Asbestos, Not Smoking, Is the Primary Cause

The risk profiles for the two cancers are almost opposite. Smoking is the leading cause of lung cancer, responsible for the vast majority of cases. Mesothelioma has no meaningful link to smoking. Its primary cause is asbestos exposure. When asbestos fibers are inhaled, they can lodge in the pleura and cause chronic irritation and genetic damage to mesothelial cells over many years.

The time between first asbestos exposure and a mesothelioma diagnosis is strikingly long. A pooled analysis published in Thorax found a median latency of 38.4 years, and 44% of pleural mesothelioma cases developed more than 40 years after first exposure. The shortest recorded case in the study was about 7.5 years, but that is exceptionally rare. This decades-long delay is one reason mesothelioma is often diagnosed late: the exposure that caused it may have happened in a completely different era of a person’s life.

Three Cell Types of Mesothelioma

Mesothelioma is classified into three cell types, and the distinction has a direct impact on how well treatment works.

  • Epithelioid is the most common, making up roughly 69% of cases. These cells grow more slowly and respond best to treatment.
  • Sarcomatoid accounts for about 19% of cases. It is more aggressive and often does not respond well to chemotherapy.
  • Biphasic is a mix of both cell types and represents about 12% of cases. Its treatment response falls between the other two, depending on which cell type dominates the tumor.

These categories are unique to mesothelioma. Lung cancer has its own classification system, divided primarily into non-small cell and small cell types. The two cancers look different under a microscope, and pathologists use specific protein markers to tell them apart when the diagnosis is uncertain. Mesothelioma cells test positive for certain proteins (calretinin and WT1) that lung cancer cells do not, while lung cancer cells carry a different marker (TTF-1) that mesothelioma lacks. This testing is essential because some cases can look ambiguous on initial biopsy, and the correct diagnosis determines the entire treatment plan.

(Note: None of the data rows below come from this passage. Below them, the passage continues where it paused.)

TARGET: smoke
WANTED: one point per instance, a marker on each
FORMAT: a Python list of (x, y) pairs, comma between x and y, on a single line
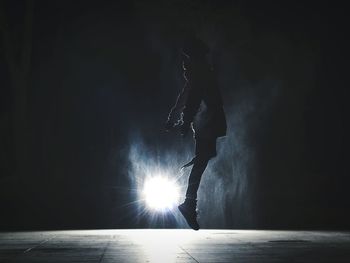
[(226, 194)]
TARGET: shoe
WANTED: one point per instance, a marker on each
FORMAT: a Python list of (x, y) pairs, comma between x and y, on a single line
[(190, 214)]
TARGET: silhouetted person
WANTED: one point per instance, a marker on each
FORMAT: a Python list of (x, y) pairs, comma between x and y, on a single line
[(198, 106)]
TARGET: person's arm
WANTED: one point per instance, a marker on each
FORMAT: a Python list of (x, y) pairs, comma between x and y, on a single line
[(174, 115), (191, 107)]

How Treatment Differs From Lung Cancer

Because mesothelioma grows as a diffuse sheet rather than a contained tumor, surgery looks very different from a typical lung cancer operation. The two main surgical options are removing the pleural lining while preserving the lung, or removing the entire lung along with the surrounding pleura. The lung-sparing approach carries significantly lower risk: a large retrospective review found perioperative mortality of 2.9% compared to 6.8% for whole-lung removal, and complication rates of 28% versus 62%. Median survival was also modestly better with the lung-sparing surgery (16 months versus 12 months). Not all patients are candidates for surgery, and the choice depends on how far the disease has spread.

On the drug treatment side, the FDA approved a new first-line combination for advanced pleural mesothelioma in September 2024. It pairs an immunotherapy drug with standard chemotherapy. In a clinical trial of 440 patients, the combination produced tumor shrinkage in 52% of patients compared to 29% with chemotherapy alone, and median overall survival improved from 16.1 months to 17.3 months. While those numbers may sound modest, they represent meaningful progress for a cancer that has historically had few effective options.

Survival and Prognosis

Mesothelioma carries a more difficult prognosis than many lung cancers. The five-year survival rate for pleural mesothelioma ranges from 7% to 24% depending on the stage at diagnosis. Average survival from diagnosis is about a year and a half for patients who receive treatment. Earlier-stage disease, the epithelioid cell type, and younger age at diagnosis are all associated with better outcomes.

By comparison, lung cancer survival varies enormously by type and stage, but early-stage non-small cell lung cancer has five-year survival rates above 60%. The challenge with mesothelioma is that its long latency period and vague early symptoms (breathlessness, chest wall pain, unexplained fluid around the lungs) mean most cases are caught at an advanced stage. People with a history of asbestos exposure who develop persistent chest or abdominal symptoms should make that exposure history known to their doctor, because it changes which tests get ordered and how quickly.